I would like to know if there is a possibility to counter this problem, because between 1.87.1 and 1.88.3 it took around 20 days and due to these updates the I/O was at full tilt for around 6 days…
If you have enough ram, this will take about an hour, (and if you have SSD caching or tiered storage, – minutes) not days, and is a good thing: it pre-warms the in-ram metadata caches and as a result your node becomes more responsive, wins more races, and you earn more money.
If you don’t have enough ram to fit metadata blocks in their entirety, or any other solution that can speed up random metadata fetches (SSD cache, tiered storage, special device on ZFS) then file walker does not provide performance benefit and is net negative; you can disable it in the configuration file. Your node will still be waisting time on metadata fetches and losing more races than necessary, but you’ll avoid this startup spike.
I don’t recommend doing so, instead, improve performance of your disk IO subsystem. For example, if you have at least 8GB of ram, switch to ZFS, even with one disk, and add SSD as a metadata special device. This will decimate IO hitting the disk and help win more races.

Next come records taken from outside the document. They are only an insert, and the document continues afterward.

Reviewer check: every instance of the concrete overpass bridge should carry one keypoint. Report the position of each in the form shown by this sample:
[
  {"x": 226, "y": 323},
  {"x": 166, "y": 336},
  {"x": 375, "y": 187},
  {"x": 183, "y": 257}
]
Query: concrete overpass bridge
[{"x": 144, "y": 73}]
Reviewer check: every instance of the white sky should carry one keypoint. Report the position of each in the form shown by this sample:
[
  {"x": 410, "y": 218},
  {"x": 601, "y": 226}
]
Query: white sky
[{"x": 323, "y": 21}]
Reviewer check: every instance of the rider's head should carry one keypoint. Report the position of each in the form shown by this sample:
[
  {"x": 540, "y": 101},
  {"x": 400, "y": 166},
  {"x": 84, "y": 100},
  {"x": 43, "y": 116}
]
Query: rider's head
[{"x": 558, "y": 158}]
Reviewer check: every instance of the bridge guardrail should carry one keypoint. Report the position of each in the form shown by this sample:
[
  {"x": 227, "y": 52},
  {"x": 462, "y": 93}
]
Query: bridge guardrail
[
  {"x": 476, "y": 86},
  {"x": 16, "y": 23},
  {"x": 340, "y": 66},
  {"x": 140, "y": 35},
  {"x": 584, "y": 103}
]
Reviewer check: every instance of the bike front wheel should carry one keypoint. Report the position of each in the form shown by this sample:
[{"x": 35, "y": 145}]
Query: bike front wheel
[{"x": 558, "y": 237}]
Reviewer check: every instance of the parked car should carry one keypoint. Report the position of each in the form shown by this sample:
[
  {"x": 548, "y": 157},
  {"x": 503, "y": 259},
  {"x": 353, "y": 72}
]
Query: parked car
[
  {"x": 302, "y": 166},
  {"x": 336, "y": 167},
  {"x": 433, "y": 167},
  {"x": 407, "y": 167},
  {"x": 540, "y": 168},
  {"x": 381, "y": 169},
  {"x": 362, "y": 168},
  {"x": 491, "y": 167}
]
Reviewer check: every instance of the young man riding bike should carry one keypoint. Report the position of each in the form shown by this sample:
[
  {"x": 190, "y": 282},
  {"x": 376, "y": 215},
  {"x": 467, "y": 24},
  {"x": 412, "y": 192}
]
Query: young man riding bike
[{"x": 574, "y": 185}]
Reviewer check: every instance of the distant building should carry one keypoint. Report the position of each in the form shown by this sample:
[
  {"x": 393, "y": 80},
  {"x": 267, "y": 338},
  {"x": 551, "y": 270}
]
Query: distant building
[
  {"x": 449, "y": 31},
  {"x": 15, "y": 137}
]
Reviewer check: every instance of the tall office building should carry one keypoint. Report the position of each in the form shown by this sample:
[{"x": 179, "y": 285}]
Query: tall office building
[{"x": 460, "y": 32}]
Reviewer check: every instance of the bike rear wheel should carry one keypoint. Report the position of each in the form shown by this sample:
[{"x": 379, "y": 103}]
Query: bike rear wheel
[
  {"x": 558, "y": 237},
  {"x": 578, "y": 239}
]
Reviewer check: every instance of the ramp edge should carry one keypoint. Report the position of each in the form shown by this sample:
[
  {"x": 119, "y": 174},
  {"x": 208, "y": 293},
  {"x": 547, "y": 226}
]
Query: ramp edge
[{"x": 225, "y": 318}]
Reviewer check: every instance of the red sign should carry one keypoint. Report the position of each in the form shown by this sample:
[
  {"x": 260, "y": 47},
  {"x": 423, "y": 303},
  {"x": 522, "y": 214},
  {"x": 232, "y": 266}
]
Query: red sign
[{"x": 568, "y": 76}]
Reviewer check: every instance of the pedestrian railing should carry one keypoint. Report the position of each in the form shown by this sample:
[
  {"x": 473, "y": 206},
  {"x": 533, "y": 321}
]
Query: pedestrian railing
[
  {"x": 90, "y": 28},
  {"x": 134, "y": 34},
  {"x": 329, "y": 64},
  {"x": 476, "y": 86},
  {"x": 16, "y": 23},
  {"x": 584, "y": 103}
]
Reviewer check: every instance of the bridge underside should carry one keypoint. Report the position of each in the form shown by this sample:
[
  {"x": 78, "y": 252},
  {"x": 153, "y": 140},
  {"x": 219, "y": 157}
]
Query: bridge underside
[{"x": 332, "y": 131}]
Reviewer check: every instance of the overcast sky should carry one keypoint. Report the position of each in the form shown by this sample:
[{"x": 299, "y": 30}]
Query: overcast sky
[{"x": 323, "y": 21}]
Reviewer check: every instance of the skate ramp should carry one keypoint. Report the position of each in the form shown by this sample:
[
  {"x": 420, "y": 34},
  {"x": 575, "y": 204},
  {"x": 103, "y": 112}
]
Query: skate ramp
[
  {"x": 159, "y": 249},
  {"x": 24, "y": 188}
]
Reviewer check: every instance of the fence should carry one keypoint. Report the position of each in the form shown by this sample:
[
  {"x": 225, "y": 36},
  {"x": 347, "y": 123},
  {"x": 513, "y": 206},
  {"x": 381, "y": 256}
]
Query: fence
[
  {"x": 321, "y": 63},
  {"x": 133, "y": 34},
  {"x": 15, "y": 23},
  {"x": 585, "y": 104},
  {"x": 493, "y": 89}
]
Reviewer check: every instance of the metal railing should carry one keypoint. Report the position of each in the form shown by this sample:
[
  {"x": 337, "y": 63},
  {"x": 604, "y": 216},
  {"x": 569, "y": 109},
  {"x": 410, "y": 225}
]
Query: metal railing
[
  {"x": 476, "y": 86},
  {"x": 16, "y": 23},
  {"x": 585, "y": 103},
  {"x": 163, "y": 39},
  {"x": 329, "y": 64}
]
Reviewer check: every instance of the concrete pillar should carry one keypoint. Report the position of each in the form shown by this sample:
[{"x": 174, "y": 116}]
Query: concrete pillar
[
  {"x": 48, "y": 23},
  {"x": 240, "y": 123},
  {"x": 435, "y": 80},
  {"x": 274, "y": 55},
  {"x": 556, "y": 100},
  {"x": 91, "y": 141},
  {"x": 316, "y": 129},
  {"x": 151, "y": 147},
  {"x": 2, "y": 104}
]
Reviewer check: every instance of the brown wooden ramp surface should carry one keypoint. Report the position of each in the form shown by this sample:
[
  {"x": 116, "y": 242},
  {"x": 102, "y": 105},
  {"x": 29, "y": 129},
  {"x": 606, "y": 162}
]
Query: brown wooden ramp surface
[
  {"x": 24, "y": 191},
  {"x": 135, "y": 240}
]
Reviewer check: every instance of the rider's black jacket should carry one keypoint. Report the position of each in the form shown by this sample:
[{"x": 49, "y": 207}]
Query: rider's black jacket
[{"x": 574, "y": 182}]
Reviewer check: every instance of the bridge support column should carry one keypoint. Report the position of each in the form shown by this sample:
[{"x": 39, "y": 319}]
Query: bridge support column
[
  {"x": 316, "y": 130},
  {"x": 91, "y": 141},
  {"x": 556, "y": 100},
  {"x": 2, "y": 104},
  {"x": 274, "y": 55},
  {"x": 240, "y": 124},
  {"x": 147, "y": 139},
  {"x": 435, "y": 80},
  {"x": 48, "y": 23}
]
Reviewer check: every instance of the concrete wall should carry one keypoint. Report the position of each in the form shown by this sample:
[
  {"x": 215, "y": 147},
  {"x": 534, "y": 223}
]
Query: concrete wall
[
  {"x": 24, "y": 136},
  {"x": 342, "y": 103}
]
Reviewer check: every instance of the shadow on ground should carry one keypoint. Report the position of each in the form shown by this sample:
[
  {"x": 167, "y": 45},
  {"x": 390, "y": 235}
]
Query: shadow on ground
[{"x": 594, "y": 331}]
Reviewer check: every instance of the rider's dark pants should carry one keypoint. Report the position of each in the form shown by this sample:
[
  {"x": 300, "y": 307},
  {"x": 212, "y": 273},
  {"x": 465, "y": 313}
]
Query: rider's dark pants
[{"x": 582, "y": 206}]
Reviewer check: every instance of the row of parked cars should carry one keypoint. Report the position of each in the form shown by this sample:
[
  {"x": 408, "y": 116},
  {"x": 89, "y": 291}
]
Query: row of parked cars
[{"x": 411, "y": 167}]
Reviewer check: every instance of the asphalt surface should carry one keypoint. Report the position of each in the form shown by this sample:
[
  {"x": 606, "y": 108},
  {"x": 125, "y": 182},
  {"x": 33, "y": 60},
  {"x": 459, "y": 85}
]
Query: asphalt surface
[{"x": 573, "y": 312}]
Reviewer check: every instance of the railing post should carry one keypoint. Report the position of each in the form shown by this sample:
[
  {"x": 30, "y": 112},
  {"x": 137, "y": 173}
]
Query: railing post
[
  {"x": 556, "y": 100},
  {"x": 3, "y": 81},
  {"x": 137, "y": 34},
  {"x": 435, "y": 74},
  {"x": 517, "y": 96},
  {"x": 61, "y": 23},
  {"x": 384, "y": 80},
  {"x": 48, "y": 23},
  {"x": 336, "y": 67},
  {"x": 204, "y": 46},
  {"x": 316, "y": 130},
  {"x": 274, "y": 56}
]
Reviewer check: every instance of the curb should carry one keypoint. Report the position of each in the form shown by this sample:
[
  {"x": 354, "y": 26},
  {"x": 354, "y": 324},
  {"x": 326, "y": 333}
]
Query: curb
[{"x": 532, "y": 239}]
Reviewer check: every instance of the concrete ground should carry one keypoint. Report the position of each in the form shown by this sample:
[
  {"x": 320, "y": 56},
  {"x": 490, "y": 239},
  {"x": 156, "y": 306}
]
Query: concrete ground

Adding an SSD drive will be complicated, but in terms of RAM it only uses around 300MB out of the 2GB. On the graph you can see the times when it has finished enumerating the files, and the RAM is not moving.
It’s not about what node is using, but instead what is available on the system unused: that’s what the system can use for the disk cache. If you have total 16GB and all processes + system use 4GB – then 12 GB is available to accelerate disk access.
This of course depends on the OS – some OSes are better than others in implementing the disk caching.
I don’t really understand what you mean.
On the system there is only one node running.
On the other hand, I just noticed that there was around 300MB of “used” RAM but 1.5GB of “cache + buffer” ram, is that what you’re talking to me about?
Yes. Each file access involves metadata lookup. This is extra IO. OS tried to cache filesystem data, including metadata, in available ram, so the next time the same file needs to be accessed — no disk IO will be required to fetch metadata.
Describe your setup. Is filesystem running in the VM or are you using NFS or other network protocols? Why are you using vm and not, say, container, or run natively, so that each app benefits from a single host managed cache?
If filesystem runs in VM it has vastly insufficient amount of ram to cache any significant amount of metadata and this explains why filewalker runs forever: most of accesses resultl in cache misses and require roundtrip to HDD.
For comparison, my node of about 9TB spends under 10 min scanning on start, with most IO at the beginning, first minute or two, and then subsiding to almost zero, as more and more pages are ingested into cache. In fact, the process is CPU bound, not disk IO, because there is no to little actual IO generated to HDDs— that host has metadata stored on an SSD and there is about 20GB of free ram available.